Scottish Episcopalians Act 1711
- Parliament of Great Britain
- Long title: An Act to prevent the disturbing those of the Episcopal Communion in Scotland in the Exercise of their Religious Worship and in the Use of the Liturgy of the Church of England and for repealing the Act passed in the Parliament of Scotland intituled Act against irregular Baptisms and Marriages
- Citation: 10 Ann. c. 10; 10 Ann. c. 7;
- Territorial extent: England and Wales; Scotland;

Dates
- Royal assent: 3 March 1712
- Commencement: 7 December 1711

Other legislation
- Amended by: Statute Law Revision Act 1867; Promissory Oaths Act 1871; Statute Law Revision Act 1888; Marriage (Scotland) Act 1977; Statute Law (Repeals) Act 1977;

Status: Amended

Text of statute as originally enacted

Revised text of statute as amended

Text of the Scottish Episcopalians Act 1711 as in force today (including any amendments) within the United Kingdom, from legislation.gov.uk.

= Scottish Episcopalians Act 1711 =

Act of the Parliament of Great Britain

The Scottish Episcopalians Act 1711 (10 Ann. c. 10), also referred to as the Toleration Act 1712, is an act of the Parliament of Great Britain. Its purpose was "to prevent the disturbing those of the Episcopal Communion in Scotland in the Exercise of their Religious Worship and in the Use of the Liturgy of the Church of England and for repealing the Act passed in the Parliament of Scotland intituled Act against irregular Baptisms and Marriages".

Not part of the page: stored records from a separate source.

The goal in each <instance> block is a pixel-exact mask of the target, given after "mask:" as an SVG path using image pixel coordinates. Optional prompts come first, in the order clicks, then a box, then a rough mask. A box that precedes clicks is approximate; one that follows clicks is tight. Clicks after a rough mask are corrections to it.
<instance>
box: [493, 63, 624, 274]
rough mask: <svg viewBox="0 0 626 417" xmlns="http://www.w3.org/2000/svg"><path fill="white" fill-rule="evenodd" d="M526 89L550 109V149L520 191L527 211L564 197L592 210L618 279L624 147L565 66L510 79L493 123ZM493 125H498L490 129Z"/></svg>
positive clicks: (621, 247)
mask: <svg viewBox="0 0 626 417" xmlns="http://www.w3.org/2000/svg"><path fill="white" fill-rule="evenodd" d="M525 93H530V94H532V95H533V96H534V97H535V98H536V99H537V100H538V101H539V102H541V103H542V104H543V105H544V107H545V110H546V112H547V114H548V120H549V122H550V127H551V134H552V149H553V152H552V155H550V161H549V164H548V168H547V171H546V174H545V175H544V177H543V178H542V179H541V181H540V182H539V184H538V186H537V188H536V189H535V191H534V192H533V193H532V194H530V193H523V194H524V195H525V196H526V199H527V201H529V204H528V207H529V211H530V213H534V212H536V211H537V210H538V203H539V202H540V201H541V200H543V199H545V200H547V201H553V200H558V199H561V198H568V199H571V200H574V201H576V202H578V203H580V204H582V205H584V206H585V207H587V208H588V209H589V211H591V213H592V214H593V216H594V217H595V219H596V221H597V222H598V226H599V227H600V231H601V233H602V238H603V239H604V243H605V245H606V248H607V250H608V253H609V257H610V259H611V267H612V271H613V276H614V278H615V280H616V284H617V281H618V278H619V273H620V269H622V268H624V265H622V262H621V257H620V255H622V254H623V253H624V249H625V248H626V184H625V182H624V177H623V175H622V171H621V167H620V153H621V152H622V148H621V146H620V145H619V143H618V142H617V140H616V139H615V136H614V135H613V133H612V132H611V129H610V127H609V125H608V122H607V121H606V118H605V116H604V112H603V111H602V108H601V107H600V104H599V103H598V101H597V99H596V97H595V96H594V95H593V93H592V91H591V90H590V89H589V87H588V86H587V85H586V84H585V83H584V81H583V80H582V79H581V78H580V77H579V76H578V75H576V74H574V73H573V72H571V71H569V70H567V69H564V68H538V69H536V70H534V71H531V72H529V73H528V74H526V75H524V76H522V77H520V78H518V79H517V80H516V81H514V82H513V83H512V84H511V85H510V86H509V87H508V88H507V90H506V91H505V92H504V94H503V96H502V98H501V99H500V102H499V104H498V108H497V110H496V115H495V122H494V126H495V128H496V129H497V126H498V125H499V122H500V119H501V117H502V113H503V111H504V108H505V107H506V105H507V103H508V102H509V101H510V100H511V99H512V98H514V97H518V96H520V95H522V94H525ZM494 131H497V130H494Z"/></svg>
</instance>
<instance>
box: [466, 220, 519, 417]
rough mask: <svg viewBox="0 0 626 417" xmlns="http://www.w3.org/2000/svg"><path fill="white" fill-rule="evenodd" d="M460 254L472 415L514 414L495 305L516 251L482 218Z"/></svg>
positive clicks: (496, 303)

As of 2025, the act was partly in force in Great Britain.

== History ==
In 1690, the national Church of Scotland abolished the Bishops in the Church of Scotland due to their refusal to swear loyalty to King William II of Scotland and following the Glorious Revolution. The now-deposed bishops continued to minister and it led to the creation of the Scottish Episcopal Church. In the early 1700s, Scottish episcopal worship increased, usually relying on ordained priests from the Church of England. In 1709, Reverend James Greenshields was conducting a service in accordance with Church of England liturgy when he was arrested at the behest of the Church of Scotland's Presbytery of Edinburgh for "being within their bounds and without their allowance and introducing a form of worship contrary to the purity and uniformity of the church established by law". He was found guilty at Edinburgh Magistrates' court and lost an appeal to the Court of Session. He spent seven months in prison before being freed after a successful appeal to the House of Lords who ruled that he was acting legally.

Due to the ambiguity of their status under Scots law, the act was passed by the Parliament of Great Britain. The act affirmed that the Scottish Episcopal Church and any other worship carried out under Anglican liturgy were legal in Scotland. It also granted protection from criminal or civil actions brought by the Church of Scotland and prohibited any civil or criminal action being taken against any person who partook in episcopal worship, even if they had been excommunicated from the Church of Scotland. The act did however require Scottish Episcopalians to pray for the monarch during services.

== Subsequent developments ==
Section 3 as to form of oath of abjuration, namely from " I A, B, do truly " to end of the section, was repealed by section 1 of, and the schedule to, the Statute Law Revision Act 1867 (30 & 31 Vict. c. 59), which came into force on 15 July 1867.

Section 3 of the act was repealed by section 1 of, and part II of schedule one to, the Promissory Oaths Act 1871 (34 & 35 Vict. c. 48), which came into force on 13 July 1871.

Section 7 of the act was repealed by section 28(2) of, and schedule 3 to, the Marriage (Scotland) Act 1977, which came into force on 1 January 1978.

Sections 4 and 13 of the act were repealed by section 1(1) of, and part V of schedule 1 to, the Statute Law (Repeals) Act 1977, which came into force on 16 June 1977.